Oubliés, parfois viscéralement détestés, certains légumes d’autrefois font un retour remarqué dans les assiettes.
Tout a commencé avec le retour du topinambour, exécré des générations de la guerre. La demande s’est d’abord concentrée sur quatre produits – radis noir, panais, rutabaga et topinambour – avant de concerner également le crosne, le cerfeuil et le persil tubéreux.
Le succès de ces légumes est dû aux chefs qui leur ont fait une belle place sur leurs cartes afin de varier leurs plats. Les qualités nutritives de ces légumes ont également participés au regain d’intérêt dont ils sont l’objet.

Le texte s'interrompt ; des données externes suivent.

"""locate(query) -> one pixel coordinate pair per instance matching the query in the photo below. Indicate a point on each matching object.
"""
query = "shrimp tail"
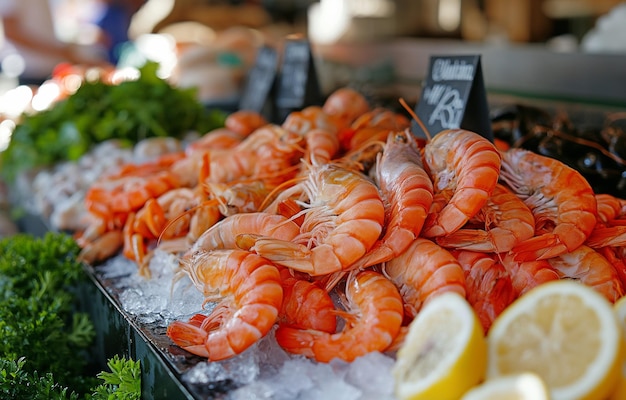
(301, 341)
(540, 247)
(470, 239)
(609, 236)
(189, 336)
(317, 261)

Un légume oublié est un légume qui n’est plus cultivé, qui est devenu anecdotique, ou qui connaît un lancement incertain. Sa trop faible productivité, la difficulté de sa culture ou le manque d’intérêt sont les principales causes de son déclin. Par ailleurs, le manque d’intérêt du consommateur freine la motivation des agronomes et cultivateurs.
Des légumes venus de loin
Le maceron, à l’état sauvage en Europe du sud, fut cultivé jusqu’au 17ème siècle, pour ses propriétés antiscorbutiques, puis disparut définitivement au profit du céleri. Le chervis de Perse connut le succès au 15ème siècle, puis disparut au 18ème siècle. On pourrait exploiter ses pousses comme des endives, au prix d’un couteux progrès génétique, sans rapport avec les débouchés espérés. Le persil tubéreux est exploité pour sa racine blanche. Il est connu comme légume, depuis longtemps, aux Pays-Bas et en Allemagne.
Le panais, resté populaire en Grande-Bretagne, connaît un nouvel engouement, dû aux applications culinaires développées par les restaurateurs. Le crosne, originaire de Chine, connut, en Europe, un développement intéressant entre les deux guerres mondiales, puis faillit disparaître, dans les années 70, devenu trop peu productif, à cause de virus. La régénération de l’espèce a permis son retour dans nos assiettes. Si le cerfeuil tubéreux pousse à l’état sauvage en Europe centrale, sa culture reste confinée, malgré des qualités reconnues. Type même du légume oublié, il est difficile à cultiver en raison de sa nature complexe.
Le contexte médiatique favorise les légumes oubliés. Cependant, leur réémergence doit être raisonnée, au regard de l’intérêt économique qu’ils doivent engendrer dans toute la filière.
La production mesurée
Le consommateur souhaite utiliser les légumes oubliés sous forme de crudités plutôt que cuits et sans préparation fastidieuse. Il attend aussi de ces légumes une richesse en arômes, un apport conséquent en fibres ou en vitamines et un faible apport calorique.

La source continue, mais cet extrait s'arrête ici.